Dame Judi Dench once screamed so intensely that she lost her voice, leaving her unable to speak for 48 hours.
On Sunday, February 16, The Guardian unveiled an anecdote from the 90-year-old actress' upcoming BBC documentary, Roleplay, about the terror she felt when encountered with the slithering serpents. "I'm a person who is frightened of a worm because one jumped inside my sandal when I was a little girl, and we couldn't get it out," she explained, adding that snakes were far more frightening than worms.

Dench was playing Cleopatra to Anthony Hopkins' Marc Antony in a stage performance of Shakespeare's Antony & Cleopatra in 1987. This production, much to her shock, required her to hold a live snake for the scene in which the Egyptian queen commits suicide after the death of her lover.
Though the snakes she would use during the play were only Garter snakes, which are not poisonous and present little danger to humans, she recalled telling her late husband Michael Williams about her fear. "He said, 'Jude, you know what you should do. Give them names," Dench recalled in the documentary.

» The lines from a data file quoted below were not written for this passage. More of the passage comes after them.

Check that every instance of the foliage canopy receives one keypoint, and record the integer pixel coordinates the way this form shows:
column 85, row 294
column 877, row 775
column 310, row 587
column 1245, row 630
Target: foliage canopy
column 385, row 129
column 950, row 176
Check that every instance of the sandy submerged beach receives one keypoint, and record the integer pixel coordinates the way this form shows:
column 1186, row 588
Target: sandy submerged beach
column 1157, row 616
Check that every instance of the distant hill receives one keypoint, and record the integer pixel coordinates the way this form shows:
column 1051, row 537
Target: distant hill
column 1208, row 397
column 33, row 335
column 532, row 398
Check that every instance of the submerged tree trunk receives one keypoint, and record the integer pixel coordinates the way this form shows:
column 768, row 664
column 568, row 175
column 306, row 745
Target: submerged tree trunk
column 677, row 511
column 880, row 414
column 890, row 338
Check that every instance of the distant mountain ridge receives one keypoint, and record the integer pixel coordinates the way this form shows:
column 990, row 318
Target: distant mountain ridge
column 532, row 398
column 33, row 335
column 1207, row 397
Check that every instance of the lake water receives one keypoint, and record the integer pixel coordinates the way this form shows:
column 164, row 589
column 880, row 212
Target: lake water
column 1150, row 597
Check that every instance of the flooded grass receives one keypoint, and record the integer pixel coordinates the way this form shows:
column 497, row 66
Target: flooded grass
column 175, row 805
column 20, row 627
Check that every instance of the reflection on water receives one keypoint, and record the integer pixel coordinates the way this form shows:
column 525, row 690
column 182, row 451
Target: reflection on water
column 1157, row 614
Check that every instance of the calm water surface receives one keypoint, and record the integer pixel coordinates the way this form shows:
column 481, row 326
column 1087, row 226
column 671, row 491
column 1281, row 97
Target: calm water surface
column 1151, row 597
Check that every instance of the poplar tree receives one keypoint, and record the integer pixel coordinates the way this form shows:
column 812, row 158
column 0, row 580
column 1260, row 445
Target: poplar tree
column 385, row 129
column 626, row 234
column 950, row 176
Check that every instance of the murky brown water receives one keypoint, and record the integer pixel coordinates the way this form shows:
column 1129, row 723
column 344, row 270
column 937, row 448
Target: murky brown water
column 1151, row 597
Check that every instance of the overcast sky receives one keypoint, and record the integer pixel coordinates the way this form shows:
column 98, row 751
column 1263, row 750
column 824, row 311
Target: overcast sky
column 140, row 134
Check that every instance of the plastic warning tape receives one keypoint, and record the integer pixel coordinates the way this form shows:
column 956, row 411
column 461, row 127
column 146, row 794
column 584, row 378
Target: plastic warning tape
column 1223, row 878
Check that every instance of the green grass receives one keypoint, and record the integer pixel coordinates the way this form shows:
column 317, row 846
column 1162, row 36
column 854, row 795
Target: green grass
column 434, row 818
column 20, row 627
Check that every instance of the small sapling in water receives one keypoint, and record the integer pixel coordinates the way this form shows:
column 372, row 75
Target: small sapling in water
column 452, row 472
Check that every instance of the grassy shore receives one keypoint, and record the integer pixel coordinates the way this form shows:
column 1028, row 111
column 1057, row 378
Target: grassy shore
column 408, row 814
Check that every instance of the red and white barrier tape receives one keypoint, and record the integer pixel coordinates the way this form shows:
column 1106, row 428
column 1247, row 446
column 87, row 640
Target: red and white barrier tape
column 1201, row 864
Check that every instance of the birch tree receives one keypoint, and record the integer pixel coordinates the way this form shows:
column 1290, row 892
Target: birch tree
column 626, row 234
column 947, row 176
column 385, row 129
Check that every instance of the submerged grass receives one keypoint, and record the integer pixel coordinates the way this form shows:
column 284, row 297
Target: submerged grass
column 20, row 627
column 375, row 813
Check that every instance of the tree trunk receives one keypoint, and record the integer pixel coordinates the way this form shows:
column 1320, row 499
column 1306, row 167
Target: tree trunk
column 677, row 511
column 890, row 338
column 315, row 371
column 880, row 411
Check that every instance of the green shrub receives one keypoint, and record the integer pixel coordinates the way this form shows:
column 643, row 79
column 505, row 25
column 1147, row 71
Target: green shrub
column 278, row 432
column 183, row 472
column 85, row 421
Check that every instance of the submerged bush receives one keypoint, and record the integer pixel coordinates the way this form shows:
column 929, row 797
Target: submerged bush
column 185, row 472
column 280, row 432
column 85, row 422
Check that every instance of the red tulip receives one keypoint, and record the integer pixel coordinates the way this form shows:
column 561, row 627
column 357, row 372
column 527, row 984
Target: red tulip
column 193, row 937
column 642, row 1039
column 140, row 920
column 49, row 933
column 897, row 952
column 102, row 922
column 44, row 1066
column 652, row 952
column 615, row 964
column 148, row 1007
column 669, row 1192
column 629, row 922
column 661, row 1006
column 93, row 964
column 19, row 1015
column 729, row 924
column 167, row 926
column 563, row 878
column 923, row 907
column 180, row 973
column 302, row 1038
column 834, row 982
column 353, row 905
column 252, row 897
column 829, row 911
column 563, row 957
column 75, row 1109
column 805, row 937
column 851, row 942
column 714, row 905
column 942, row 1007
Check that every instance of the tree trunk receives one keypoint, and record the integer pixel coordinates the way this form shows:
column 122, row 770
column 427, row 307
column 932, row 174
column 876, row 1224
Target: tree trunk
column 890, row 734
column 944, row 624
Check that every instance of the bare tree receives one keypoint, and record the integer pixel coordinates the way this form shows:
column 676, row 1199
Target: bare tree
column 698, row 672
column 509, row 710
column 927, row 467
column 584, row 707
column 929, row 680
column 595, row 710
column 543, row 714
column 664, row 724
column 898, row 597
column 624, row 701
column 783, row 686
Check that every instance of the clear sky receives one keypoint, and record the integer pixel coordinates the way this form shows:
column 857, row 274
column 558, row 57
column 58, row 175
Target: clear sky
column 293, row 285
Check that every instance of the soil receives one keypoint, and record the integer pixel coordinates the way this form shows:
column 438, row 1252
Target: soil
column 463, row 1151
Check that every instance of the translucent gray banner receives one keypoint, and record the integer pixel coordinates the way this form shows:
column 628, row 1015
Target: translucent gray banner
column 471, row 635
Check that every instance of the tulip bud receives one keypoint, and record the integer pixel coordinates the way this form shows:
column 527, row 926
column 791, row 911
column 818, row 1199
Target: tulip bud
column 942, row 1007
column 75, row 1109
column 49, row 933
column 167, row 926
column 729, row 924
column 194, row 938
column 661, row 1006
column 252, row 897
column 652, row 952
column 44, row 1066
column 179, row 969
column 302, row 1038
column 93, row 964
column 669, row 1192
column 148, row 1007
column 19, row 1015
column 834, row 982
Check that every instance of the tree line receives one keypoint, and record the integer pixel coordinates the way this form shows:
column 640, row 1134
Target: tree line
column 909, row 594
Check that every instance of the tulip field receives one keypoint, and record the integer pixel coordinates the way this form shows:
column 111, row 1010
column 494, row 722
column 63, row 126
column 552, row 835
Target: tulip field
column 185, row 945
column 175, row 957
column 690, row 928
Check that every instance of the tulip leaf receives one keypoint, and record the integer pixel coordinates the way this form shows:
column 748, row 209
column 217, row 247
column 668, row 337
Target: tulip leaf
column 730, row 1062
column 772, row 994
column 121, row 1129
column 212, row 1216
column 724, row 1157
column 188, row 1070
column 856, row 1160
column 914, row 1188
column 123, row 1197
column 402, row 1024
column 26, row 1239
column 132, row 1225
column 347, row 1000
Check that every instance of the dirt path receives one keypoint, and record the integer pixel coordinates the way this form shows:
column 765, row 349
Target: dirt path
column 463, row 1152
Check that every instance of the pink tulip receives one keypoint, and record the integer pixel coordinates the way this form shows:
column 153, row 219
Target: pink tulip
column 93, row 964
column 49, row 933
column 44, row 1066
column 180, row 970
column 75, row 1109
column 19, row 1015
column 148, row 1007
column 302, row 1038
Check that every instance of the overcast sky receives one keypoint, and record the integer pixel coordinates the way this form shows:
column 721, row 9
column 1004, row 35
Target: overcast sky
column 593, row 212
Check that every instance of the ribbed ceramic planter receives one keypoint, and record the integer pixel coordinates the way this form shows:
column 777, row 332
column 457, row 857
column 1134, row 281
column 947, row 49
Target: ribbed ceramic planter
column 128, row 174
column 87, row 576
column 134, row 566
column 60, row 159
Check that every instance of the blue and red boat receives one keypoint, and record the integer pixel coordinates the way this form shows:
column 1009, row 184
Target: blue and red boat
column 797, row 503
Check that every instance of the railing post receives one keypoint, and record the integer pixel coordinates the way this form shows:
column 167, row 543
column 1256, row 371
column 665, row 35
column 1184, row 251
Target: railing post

Although naming the snakes as if they were pets made her more comfortable with them, the Shakespeare In Love actress was not prepared for a surprise encounter with one of the reptiles. She explained that after her character's death scene, she was carried offstage in the air by her castmates. "One night, the boys taking me kept hissing," she said. "I was wondering what on earth was going on. Then, back on stage at the very end of the play, the snake fell out of my wig as I did my bow." Somehow the snake, which was supposed to be placed "into a sack behind her throne," had ended up in her wig. Dench recalled being "so scared I lost my voice for two days."